19 dicembre 2017

Ero Cras: le antifone di Avvento

di Francesco Apponi


"(Ci) Sarò domani": questo l'acrostico risultato dell'unione della prima lettera della seconda parola delle antifone maggiori di Avvento o in O. Queste antifone sono preludio al canto del Magnificat dei Vespri, la preghiera serale della Chiesa, nel tempo di Avvento, dal 17 al 23 dicembre, in preparazione alla nascita del Salvatore e risalgono a circa l'anno 600, epoca di papa San Gregorio Magno.

Con un incedere sempre più rapido, la Chiesa prega il suo Signore di venire nel mondo, glielo ripete incessantemente, sempre di più, fino al culmine della vigilia di Natale, in un susseguirsi frenetico di invocazioni intessute di riferimenti scritturali.
Non potendo analizzarne il testo in modo esaustivo e per ciascuna, diciamo subito che queste sono dette "in O" perché iniziano tutte per questa lettera, che da l'idea dell'invocazione, del chiamare: Cristo risolleva dalla polvere e dal peccato l'uomo creato a Sua immagine e somiglianza, tramite l'assunzione della natura umana, della carne, per poterci riscattare essendo anche vero Dio.
Questo l'inizio delle antifone: O Sapientia, O Adonai, O Radix Jesse, O Clavis David, O Oriens, O Rex Gentium, O Emmanuel. L'acrostico è al contrario, cioè si parte dall'antifona del 23 dicembre e si risale fino a quella del 17.

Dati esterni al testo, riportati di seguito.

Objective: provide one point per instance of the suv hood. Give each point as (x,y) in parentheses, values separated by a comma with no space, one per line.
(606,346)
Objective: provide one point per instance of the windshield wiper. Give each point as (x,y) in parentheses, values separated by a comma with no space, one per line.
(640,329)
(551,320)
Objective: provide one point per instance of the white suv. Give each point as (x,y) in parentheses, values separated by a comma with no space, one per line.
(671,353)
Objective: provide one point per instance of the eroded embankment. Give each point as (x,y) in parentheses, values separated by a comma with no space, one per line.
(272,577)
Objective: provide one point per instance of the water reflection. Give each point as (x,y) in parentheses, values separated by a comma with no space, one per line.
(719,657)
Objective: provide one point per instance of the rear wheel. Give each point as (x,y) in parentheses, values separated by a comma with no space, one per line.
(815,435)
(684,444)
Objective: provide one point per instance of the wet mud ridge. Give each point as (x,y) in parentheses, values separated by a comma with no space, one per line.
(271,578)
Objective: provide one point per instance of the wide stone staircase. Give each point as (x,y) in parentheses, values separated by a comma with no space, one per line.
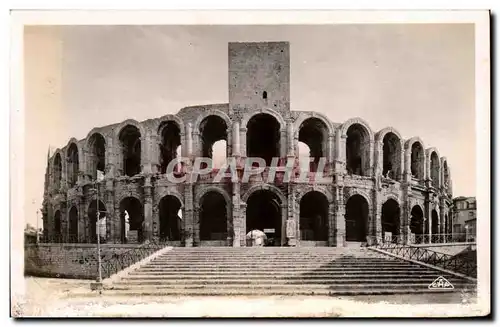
(279,271)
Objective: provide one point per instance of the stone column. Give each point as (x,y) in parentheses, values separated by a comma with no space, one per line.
(340,232)
(237,225)
(376,218)
(428,217)
(283,143)
(110,208)
(236,139)
(148,210)
(189,140)
(290,140)
(243,141)
(292,218)
(243,224)
(187,215)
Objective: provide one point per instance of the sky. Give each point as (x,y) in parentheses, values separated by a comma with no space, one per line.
(417,78)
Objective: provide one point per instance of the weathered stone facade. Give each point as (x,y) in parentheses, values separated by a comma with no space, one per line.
(375,183)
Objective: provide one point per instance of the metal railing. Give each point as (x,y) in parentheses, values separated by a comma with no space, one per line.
(442,238)
(464,262)
(120,261)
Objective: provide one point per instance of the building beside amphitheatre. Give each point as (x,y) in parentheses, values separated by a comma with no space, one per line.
(376,184)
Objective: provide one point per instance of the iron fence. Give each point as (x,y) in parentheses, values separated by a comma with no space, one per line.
(120,261)
(464,262)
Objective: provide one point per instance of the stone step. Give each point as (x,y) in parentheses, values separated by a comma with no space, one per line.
(323,282)
(194,286)
(139,276)
(290,269)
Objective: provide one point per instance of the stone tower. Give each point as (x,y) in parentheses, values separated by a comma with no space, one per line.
(259,76)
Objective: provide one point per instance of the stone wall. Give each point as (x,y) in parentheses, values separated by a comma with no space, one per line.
(68,260)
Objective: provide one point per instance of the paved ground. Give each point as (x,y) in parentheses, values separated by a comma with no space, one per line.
(68,298)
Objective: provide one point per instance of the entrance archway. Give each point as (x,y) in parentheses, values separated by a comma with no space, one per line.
(390,219)
(263,137)
(131,230)
(92,215)
(434,225)
(57,227)
(314,217)
(264,214)
(169,218)
(213,217)
(417,224)
(356,219)
(73,225)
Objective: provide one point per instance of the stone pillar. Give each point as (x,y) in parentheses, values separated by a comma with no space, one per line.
(117,224)
(236,139)
(283,143)
(189,140)
(376,218)
(111,234)
(154,154)
(243,141)
(292,218)
(236,215)
(148,210)
(187,215)
(339,235)
(290,140)
(243,224)
(428,221)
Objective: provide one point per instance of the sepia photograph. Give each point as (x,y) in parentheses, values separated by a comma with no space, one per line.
(250,164)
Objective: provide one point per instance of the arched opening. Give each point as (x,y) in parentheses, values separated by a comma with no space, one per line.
(314,217)
(170,222)
(446,176)
(72,160)
(219,154)
(97,152)
(132,219)
(130,141)
(57,227)
(57,171)
(304,157)
(417,161)
(263,137)
(417,223)
(356,219)
(92,215)
(213,217)
(434,169)
(357,150)
(264,214)
(73,225)
(170,135)
(314,133)
(390,220)
(212,129)
(434,223)
(391,156)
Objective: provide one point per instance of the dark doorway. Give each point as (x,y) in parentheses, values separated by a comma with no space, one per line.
(263,137)
(314,217)
(169,219)
(417,226)
(264,214)
(390,219)
(92,214)
(213,217)
(133,207)
(356,219)
(73,225)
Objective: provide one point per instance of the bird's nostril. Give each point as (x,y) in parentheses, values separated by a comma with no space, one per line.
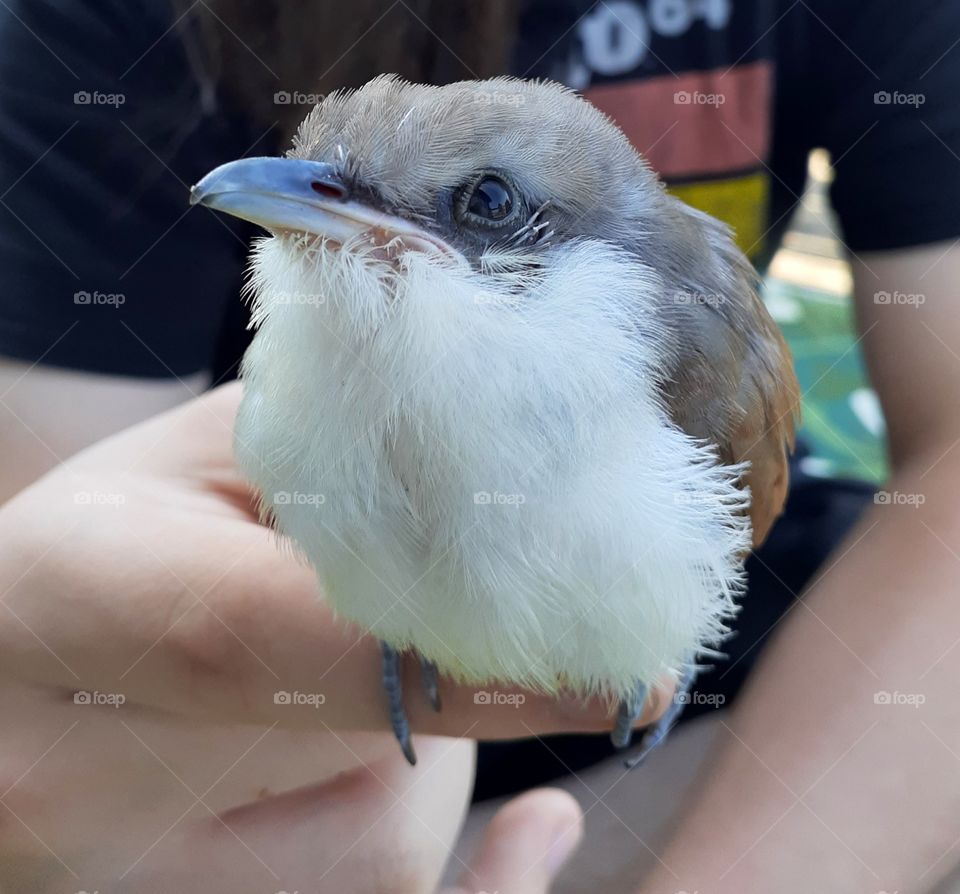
(329,189)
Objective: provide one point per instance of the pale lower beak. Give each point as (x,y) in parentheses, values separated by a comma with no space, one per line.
(299,195)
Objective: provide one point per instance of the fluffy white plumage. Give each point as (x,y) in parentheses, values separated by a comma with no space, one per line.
(387,399)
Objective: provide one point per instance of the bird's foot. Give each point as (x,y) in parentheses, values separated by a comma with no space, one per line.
(627,715)
(393,689)
(654,734)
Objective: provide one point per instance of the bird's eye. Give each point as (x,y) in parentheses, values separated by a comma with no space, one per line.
(490,201)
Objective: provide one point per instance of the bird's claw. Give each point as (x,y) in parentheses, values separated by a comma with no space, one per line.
(393,689)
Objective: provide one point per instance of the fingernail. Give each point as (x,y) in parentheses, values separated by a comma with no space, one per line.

Ogni parola di questi piccoli versetti si rifà alla Bibbia, e al Nuovo e all'Antico Testamento, e come ne risultano due parole, possiamo dividere le antifone per la loro analisi in due gruppi, anche qui con un climax ascendente che più si avvicina il momento del Natale più si fa roboante:
- le prime quattro, che formano l'acrostico al rovescio CRAS, si rifanno all'Antico Testamento. La Sapienza invocata è Cristo che viene a liberarci dai legami dell'ignoranza e dell'errore (O Sapientia) e che tutto ha disposto con braccio potente per salvarci fin dal momento della creazione; poi si passa all'invocazione propriamente ebraica di Adonai, Signore, riferendosi al libro dell'Esodo quando Mosè ricevette le tavole della Legge (O Adonai); la terza, O Radix Jesse, è un esplicito riferimento a Isaia 11,10, quando afferma che sorgerà il germoglio messianico promesso da Dio alla casa d'Israele; l'ultima, O Clavis David, prosegue questa descrizione del Messia davidico insistendo non tanto sulla figura di questo in sè, come l'antifona precedente, ma sul suo potere assoluto di chiudere ed aprire cui nessuno può opporsi.
- le ultime tre, che formano l'acrostico al rovescio ERO, si rifanno più al Nuovo Testamento. S'inizia subito con O Oriens, riferendosi al Benedictus di Zaccaria (visitavit nos Oriens ex alto), il canto che il padre del Battista fa lodando il Signore per la nascita dell'ultimo profeta e precursore di Gesù; la seconda O Rex Gentium ci parla del Sovrano che, atteso da tutte le genti, è la pietra angolare, come ci ricorda San Paolo agli Efesini, che riunisce tutti in uno; infine l'ultima, O Emmanuel, in cui viene riconosciuto nel Dio-con-noi il Re, il legislatore supremo e il Signore nostro Dio.
Oltre ad iniziare per O, tutte quante contengono l'invocazione Veni, ben accentuato nel canto gregoriano. Inoltre quella del 21 dicembre, solstizio d'inverno, richiama la luce (O Oriens) a significare proprio come anche il cosmo partecipa di quella Luce ben più alta e più importante che è Dio per l'uomo.